Eingewöhnen an das neue Familienmitglied

Irgendwo gehört ein Auto ja zur Familie, schließlich sieht man ihn täglich und kann sich im Idealfall immer auf ihn verlassen. Entsprechend schwer fiel mir die Trennung von unserem alten (2005er) Nissan X-Trail, der mit seinen neuen Stoßdämpfern auch bei 205.000 km immer noch wie ein Neuwagen durch die Gegend rollte. Doch die Notwendigkeit unseren Kindersitz zu ersetzen (zu klein und wegen Vorbesitzern nun 10 Jahre alt*) führte schnell zum Wunsch eine Isofix-Kindersitzhalterung nach Stand der Technik zu haben, die unser Nissan nicht hatte (weil er made-in-Taiwan war und made-in-Taiwan - Autos immer mal gerne ein paar Sicherheitsstandards weglassen, wegen Cost-Down, wurde meine Frau in taiwanischen Foren belehrt). Schnell entwickelte meine Frau ein absolut teutonisch anmutendes Crashtest-Bewusstsein, so dass am Ende nur die sichersten Autos in der SUV-Klasse in Frage kamen. Wir hatten ökobewegt auch Kombis in Erwägung gezogen, bekamen SUV-gewöhnt aber immer Platzangst in den Dingern, also waren wir schnell wieder auf SUV eingenordet. Öko ist ja nur in Europa, hier ist Asien. Mal ehrlich, die Autos hier haben ja nicht mal einen Kat.

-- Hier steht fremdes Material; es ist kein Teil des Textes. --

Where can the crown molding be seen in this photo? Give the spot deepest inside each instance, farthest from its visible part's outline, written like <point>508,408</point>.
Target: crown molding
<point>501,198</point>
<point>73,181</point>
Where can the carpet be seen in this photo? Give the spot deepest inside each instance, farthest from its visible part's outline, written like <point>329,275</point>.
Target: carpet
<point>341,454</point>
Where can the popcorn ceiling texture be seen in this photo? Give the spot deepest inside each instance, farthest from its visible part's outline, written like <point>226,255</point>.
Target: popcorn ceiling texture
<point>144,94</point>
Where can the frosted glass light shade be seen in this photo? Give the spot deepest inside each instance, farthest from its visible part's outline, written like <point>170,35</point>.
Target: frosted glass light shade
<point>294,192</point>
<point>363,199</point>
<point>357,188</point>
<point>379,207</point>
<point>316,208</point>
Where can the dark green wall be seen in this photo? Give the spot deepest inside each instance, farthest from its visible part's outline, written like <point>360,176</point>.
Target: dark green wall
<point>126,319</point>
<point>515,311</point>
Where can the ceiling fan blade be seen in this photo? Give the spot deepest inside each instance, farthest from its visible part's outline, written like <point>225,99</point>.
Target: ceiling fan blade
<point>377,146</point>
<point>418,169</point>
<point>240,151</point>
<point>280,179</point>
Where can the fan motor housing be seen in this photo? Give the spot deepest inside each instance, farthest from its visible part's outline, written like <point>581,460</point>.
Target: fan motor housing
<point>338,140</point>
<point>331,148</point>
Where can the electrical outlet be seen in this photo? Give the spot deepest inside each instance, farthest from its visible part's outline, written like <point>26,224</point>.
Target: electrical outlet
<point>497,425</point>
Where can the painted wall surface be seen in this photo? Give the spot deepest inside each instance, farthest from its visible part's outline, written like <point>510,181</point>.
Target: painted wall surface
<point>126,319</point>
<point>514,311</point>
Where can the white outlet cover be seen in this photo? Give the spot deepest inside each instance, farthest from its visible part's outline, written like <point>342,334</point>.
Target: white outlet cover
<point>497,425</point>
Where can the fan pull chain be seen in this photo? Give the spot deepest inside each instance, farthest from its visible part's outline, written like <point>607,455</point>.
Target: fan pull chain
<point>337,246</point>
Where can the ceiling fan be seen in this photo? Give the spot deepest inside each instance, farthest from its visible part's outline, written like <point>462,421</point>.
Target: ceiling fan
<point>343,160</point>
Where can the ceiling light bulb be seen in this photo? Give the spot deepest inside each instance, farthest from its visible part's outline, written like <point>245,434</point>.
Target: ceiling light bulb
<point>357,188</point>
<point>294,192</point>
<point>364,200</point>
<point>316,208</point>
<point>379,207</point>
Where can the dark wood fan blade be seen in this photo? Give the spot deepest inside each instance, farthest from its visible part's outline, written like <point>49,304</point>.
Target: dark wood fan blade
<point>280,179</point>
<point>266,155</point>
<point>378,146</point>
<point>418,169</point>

Nachdem der noch in der Auswahl befindliche Subaru Forrester (Vordergrund) wegen Ölverlust-Horrorstories ausgefallen war aus der engeren Wahl, wurde es dann also der Volvo, hier dezent hinter dem Subaru geparkt. So ein Europäer legt halt in Taiwan wert auf seine Privatsphäre. Mich versetzte sowieso der Umstand in Angst und Schrecken, dass beide Autos in der Benzin-Basisversion einen 2-Liter-Turbo mit 240 PS hatten - wo soll man mit den ganzen Pferden bloß hin? Jetzt hieß es erstmal eingewöhnen an den Schweden. Früher hätte ich ja gedacht, ein Europäer, der in Taiwan einen Volvo fährt, muss in der schwedischen "Botschaft" arbeiten. Aber es geht offensichtlich auch so. Jetzt heiß es, vor lauter protestierend piepender Assistenzsysteme und roter Balken in der Windschutzscheibe zum gemütlichen Fahren zurück zu finden, trotz oder gerade wegen der Hilfe durch den Touchscreen. Bald wollen die Autos allein fahren, da habe ich keinen Zweifel, so viel wie der Volvo wegen nicht eingehaltener Fahrspuren oder zu wenig Abstand herum meckert. Im Vergleich zum X-Trail ist unser XC60 T5 außen größer, wie ich immer wieder beim einparken den Eindruck habe, innen aber geht es subjektiv etwas beengter zu. Möglicherweise liegt dass am Schwedenstahl in den Türen (autsch, schwere Tresortüren in Vergleich zum Nissan) und dererlei Dingen. In der Tat erzeugt der Volvo schnell eine Art Abschirmungsgefühl, man fühlt sich subjektiv sehr hoch sitzend (auch im Vergleich zum Nissan) von einem beruhigenden Stahlkäfig umgeben. Beim Tritt aufs Gas ist der Volvo erst ähnlich behäbig wie mein alter 150-PS-Nissan. Wenn man jedoch ein bisschen mehr drauf tritt, wundert man sich leicht, wie viele Pferde da sonst was tun wollen. Schon ganz angenehm beim Überholen im Stadtverkehr.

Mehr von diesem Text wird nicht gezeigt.